有多少种 embedding 模型?
答:我不知道。google 不知道。GPT 也不知道。
这是 GPT 搜索网络后,给我的答案。看得出它很努力,通过许多网站找到这些模型:
我的 prompt:
列出主流的embedding model,列出10个
GPT 回答:
Here is a list of 10 mainstream embedding models as of 2023, sourced from different references: ST5-XXL, GTR-XXL, SGPT-5.8B-msmarco: These models are mentioned in the Massive Text Embedding Benchmark (MTEB) by Hugging Face as multi-billion parameter models dominating on MTEB, with SGPT-5.8B-msmarco specifically noted for producing 4096-dimensional embeddings1. New Embedding Model by OpenAI: Mentioned by OpenAI as a more powerful tool for natural language processing and code tasks, achieving better or similar performance as the old Davinci models at a much lower price2. GTE (General Text Embedding): A general-purpose text embedding model trained with multi-stage contrastive learning as per a submission on Arxiv3. TF-IDF (Term Frequency-Inverse Document Frequency): A statistical measure used to evaluate the importance of a word in a document or corpus.

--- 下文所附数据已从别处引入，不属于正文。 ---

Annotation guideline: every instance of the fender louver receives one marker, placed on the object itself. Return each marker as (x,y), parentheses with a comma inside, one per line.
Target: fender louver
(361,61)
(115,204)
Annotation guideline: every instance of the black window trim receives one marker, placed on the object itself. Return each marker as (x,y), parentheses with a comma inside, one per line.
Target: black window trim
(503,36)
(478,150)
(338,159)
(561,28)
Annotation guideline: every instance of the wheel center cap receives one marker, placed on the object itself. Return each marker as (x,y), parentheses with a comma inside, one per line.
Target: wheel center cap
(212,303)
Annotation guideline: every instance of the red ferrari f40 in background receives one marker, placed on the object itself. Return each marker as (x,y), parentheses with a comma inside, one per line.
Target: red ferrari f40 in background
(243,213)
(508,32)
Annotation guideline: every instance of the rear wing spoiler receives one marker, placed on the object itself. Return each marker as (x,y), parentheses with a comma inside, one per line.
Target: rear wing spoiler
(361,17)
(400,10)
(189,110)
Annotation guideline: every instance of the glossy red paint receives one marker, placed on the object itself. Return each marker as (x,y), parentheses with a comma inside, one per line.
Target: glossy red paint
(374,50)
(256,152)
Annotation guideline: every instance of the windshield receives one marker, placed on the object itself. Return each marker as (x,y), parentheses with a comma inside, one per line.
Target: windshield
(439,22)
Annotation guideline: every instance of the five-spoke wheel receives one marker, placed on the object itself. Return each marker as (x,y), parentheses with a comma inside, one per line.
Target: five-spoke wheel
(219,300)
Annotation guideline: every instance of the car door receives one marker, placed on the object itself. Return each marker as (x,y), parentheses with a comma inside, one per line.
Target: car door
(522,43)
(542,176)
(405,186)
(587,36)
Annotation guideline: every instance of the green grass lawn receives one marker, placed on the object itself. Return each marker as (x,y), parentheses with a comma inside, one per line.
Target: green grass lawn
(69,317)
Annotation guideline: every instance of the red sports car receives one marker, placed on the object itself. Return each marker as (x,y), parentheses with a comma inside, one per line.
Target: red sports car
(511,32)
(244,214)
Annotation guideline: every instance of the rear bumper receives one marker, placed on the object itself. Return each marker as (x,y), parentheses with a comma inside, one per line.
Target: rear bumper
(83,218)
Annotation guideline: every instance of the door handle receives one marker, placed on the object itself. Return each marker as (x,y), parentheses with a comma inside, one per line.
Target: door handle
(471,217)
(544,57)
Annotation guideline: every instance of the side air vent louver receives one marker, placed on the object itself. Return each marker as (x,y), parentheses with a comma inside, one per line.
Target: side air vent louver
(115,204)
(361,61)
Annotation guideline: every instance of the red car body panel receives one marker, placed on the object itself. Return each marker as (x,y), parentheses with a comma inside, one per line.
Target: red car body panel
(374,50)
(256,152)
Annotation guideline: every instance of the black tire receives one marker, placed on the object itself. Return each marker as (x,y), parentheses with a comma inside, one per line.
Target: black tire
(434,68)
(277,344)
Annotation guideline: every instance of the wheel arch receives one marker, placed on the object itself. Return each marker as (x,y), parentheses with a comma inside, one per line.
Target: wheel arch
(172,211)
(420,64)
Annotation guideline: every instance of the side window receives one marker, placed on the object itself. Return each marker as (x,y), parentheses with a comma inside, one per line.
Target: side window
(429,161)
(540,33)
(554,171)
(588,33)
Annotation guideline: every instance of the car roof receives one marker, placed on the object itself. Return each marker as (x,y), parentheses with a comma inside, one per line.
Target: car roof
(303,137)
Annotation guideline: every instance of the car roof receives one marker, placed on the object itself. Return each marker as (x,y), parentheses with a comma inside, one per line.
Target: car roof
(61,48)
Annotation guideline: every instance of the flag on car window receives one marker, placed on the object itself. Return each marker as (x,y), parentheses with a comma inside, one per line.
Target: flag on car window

Word2Vec: A group of related models that are used to produce word embeddings. GloVe (Global Vectors for Word Representation): An unsupervised learning algorithm for obtaining vector representations for words. FastText: An open-source, free, lightweight library that allows users to learn text representations and text classifiers. ELMO (Embeddings from Language Models): A novel way to represent words in vectors or embeddings. CoVe (Context Vectors): Learns a representation of words by training on a large corpus of text. BERT (Bidirectional Encoder Representations from Transformers) and RoBERTa (A Robustly Optimized BERT Pretraining Approach): Models that learn word representations bidirectionally, which is considered more powerful than unidirectional or independently learned word representations4. These models represent a mix of traditional, evolving, and novel approaches to text embeddings, each with its own strengths and use cases across different NLP tasks and applications.
These models represent a mix of traditional, evolving, and novel approaches to text embeddings, each with its own strengths and use cases across different NLP tasks and applications.
自测三种模型
我自己用过三个模型openai、minimax、SentenceTransformers,测试的是中文结果搜索。总的来说,openai 的 ada 模型表现最好,几乎每次都能命中我想要的答案。minimax 效果次之,但也够用。SentenceTransformers (即SBERT)的效果最差。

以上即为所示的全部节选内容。